In my opinion, the retention of user pays is essential to the future of this country. For too long the politically correct have preached the value of their nostrums while flatly refusing cost-benefit analyses. The writing that has been done outside our universities is equally important in the battle for ideas. Some of it has been done by visitors to our shores brought here by the Business Roundtable. Roger Kerr would be the first to concede that he isn't always right, but he has an unequalled capacity to challenge baseless assertions. I am awaiting the day when his opponents in government engage in rational discourse with him, rather than the kind of ad hominem attacks that Thomas Sowell so derides in his book The Vision of the Anointed.

A more optimistic observation: New Zealanders' lack of interest in ideas has always been balanced by a pragmatic outlook on life. That endearing quality can be harnessed by those who have worked out ahead of the mob where things went wrong. Yes, it's true: some on the left will always refuse to listen. They will continue to treat non-believers as selfish sell-outs, insensitive, even evil. But Kiwis can be surprisingly quick to arrive at sensible answers, as any careful follower of, say, the NBR's opinion polls will notice. Tapping into that pragmatism is a must for people who want to grow New Zealand. Take for example, the debate about the DPB: if it can be moved on from woolly ideals, and the wider public can be shown that benefits of this kind encourage wrong career choices, and that those choices when exercised invariably lead to more, rather than less poverty, which in turn creates greater social disharmony, then the public is likely to condemn such recent decisions as those reducing the work requirements for a benefit. Politicians will indulge misguided romanticism at their peril. The challenge to all people of goodwill is to educate. It is to describe reality as it is, and not to be scared of being tagged a racist or any of the other terms that the anointed sanctimoniously dish out against their critics. NOT to deal in facts produces worse, rather than better social outcomes. Reach over the heads of the politically correct. At the rate they are going, their challenge to us to "close the gaps" will soon involve bridging a canyon.
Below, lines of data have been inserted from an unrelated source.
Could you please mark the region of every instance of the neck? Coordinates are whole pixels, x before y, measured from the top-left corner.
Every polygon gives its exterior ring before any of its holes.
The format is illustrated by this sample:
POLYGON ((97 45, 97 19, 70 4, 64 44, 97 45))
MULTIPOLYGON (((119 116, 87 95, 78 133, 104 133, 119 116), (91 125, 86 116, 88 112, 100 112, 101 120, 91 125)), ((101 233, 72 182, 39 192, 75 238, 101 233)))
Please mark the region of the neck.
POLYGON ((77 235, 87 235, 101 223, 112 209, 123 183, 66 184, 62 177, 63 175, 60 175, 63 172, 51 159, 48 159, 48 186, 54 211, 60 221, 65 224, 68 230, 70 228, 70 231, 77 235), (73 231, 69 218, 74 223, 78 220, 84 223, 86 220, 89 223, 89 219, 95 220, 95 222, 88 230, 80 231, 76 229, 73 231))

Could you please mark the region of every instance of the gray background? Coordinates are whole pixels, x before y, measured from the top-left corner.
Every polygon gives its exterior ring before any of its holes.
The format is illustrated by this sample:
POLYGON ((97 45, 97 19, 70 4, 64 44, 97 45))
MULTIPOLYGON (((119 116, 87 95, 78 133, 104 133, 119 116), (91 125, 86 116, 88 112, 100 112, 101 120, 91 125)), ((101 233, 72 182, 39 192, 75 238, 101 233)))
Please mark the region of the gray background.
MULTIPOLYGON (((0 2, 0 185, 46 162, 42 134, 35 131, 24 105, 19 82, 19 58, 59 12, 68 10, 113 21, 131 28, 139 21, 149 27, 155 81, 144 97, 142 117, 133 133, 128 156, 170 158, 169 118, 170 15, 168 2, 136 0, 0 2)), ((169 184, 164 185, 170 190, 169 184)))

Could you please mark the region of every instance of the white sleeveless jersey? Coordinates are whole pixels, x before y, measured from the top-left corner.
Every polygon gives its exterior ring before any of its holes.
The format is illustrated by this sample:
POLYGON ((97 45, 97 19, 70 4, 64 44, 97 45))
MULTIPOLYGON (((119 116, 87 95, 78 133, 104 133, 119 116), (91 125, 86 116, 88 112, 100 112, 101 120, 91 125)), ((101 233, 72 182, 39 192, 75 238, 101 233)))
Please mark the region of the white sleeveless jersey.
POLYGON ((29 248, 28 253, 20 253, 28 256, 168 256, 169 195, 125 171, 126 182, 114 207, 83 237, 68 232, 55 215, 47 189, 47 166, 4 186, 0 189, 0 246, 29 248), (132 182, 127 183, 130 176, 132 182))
Finally: Supporting individual excellence. Whether it is in the classroom or on the sports field, a sense of achievement is absolutely essential to a brighter future for all New Zealanders. Concentrating on today's under 35s is an investment in the future of our economy, and hence all its citizens. As has so often been said, a rising tide lifts all boats; without it the poor have no chance. Freedom, healthy debate and the buzz of individual success are so much more liberating than political correctness, so much more useful than the blinkered, "see no evil, hear no evil" political prejudices that fill the muddled minds of many ardent, current day practitioners.